Polish Muay Thai fighter (born 2002)

Martyna Kierczyńska (born April 9, 2002) is a Polish Muay Thai fighter. She currently competes in ONE Championship. She is a gold medalist at the European Games, World Combat Games and a silver medalist at the World Games.

==Muay Thai career==
===European and World Combat Games===
Kierczyńska competed in the 2023 European Games in the 54 kg category. After defeating Viktorie Bulínová in the quarterfinal and Elene Loladze in the semifinal, she defeated Axana Depypere to win the gold medal. At the 2023 World Combat Games, held in Riyadh, Saudi Arabia, Kierczyńska reached the gold medal match, where she defeated Laura Burgos, earning her a gold medal.

===ONE Championship===
Kierczyńska signed with ONE Championship and made her promotional debut against Wondergirl Jaroonsak at ONE Fight Night 19 on February 17, 2024. She won the fight via second-round TKO.
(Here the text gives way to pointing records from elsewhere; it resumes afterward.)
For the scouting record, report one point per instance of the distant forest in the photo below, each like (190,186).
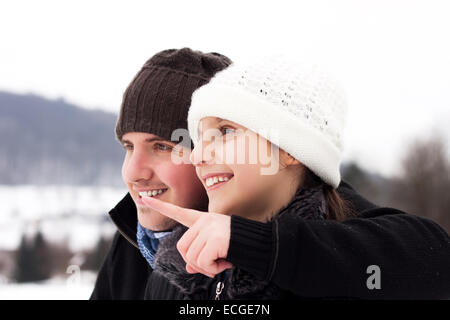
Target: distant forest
(53,142)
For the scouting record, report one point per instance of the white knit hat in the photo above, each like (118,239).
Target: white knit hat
(301,103)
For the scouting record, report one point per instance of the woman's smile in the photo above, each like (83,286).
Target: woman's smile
(213,181)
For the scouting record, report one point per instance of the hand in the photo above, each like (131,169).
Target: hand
(204,246)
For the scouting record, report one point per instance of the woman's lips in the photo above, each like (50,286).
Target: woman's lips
(219,184)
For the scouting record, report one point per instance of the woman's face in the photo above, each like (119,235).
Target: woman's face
(243,173)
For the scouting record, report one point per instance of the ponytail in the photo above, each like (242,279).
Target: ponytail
(337,208)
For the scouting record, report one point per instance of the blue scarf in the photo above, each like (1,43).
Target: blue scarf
(148,242)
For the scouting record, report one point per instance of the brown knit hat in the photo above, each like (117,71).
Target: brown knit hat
(158,99)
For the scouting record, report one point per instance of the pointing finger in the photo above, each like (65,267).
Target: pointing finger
(184,216)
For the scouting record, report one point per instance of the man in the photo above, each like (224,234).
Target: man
(154,105)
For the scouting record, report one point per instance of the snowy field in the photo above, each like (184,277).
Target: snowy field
(53,289)
(74,215)
(78,215)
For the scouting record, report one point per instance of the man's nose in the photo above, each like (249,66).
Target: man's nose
(138,167)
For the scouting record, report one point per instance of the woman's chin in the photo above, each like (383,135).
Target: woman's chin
(220,206)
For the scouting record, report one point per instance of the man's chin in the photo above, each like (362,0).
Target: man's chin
(155,221)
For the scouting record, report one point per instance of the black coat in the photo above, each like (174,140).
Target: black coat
(309,258)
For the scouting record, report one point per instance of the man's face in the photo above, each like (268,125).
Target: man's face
(148,167)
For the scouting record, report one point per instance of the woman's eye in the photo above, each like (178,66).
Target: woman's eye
(162,147)
(226,130)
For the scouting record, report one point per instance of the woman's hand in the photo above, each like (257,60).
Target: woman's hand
(204,246)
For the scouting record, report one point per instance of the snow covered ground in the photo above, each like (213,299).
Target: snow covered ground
(76,215)
(69,288)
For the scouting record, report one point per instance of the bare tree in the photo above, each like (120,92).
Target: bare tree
(423,187)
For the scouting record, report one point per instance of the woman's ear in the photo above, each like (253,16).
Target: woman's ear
(287,159)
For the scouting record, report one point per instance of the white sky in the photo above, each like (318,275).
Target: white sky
(393,57)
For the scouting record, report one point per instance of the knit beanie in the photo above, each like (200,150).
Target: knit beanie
(157,100)
(301,103)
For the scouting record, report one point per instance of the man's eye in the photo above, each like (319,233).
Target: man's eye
(162,147)
(226,130)
(127,147)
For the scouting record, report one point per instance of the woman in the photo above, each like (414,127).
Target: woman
(233,113)
(297,112)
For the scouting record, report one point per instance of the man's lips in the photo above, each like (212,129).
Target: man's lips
(158,195)
(215,180)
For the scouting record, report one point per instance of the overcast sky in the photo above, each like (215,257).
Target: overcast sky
(393,57)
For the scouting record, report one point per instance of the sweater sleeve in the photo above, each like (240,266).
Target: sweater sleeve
(325,258)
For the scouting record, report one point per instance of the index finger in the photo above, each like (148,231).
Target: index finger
(184,216)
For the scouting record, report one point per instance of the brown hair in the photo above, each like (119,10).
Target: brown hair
(337,208)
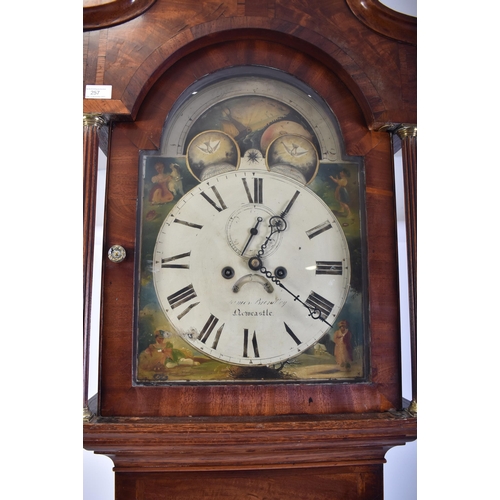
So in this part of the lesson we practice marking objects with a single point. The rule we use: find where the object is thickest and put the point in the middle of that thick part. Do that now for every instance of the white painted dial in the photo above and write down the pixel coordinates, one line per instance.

Kierczyńska faced Ekaterina Vandaryeva on March 9, 2024, at ONE Fight Night 20. She lost the fight via unanimous decision.

Kierczyńska faced Yu Yau Pui on March 8, 2025, at ONE Fight Night 29. She won the bout by split decision.

Kierczyńska faced Cynthia Flores at ONE Fight Night 33 on July 12, 2025. She won the bout by unanimous decision.

At the 2025 World Games, Kierczyńska competed in the 54 kg category once again. She defeated Anna Safeeva in the querterfinals and Anna Székely in the semifinals. Heading to the gold medal match, She faced Burgos, losing the bout and thus earned her the silver medal.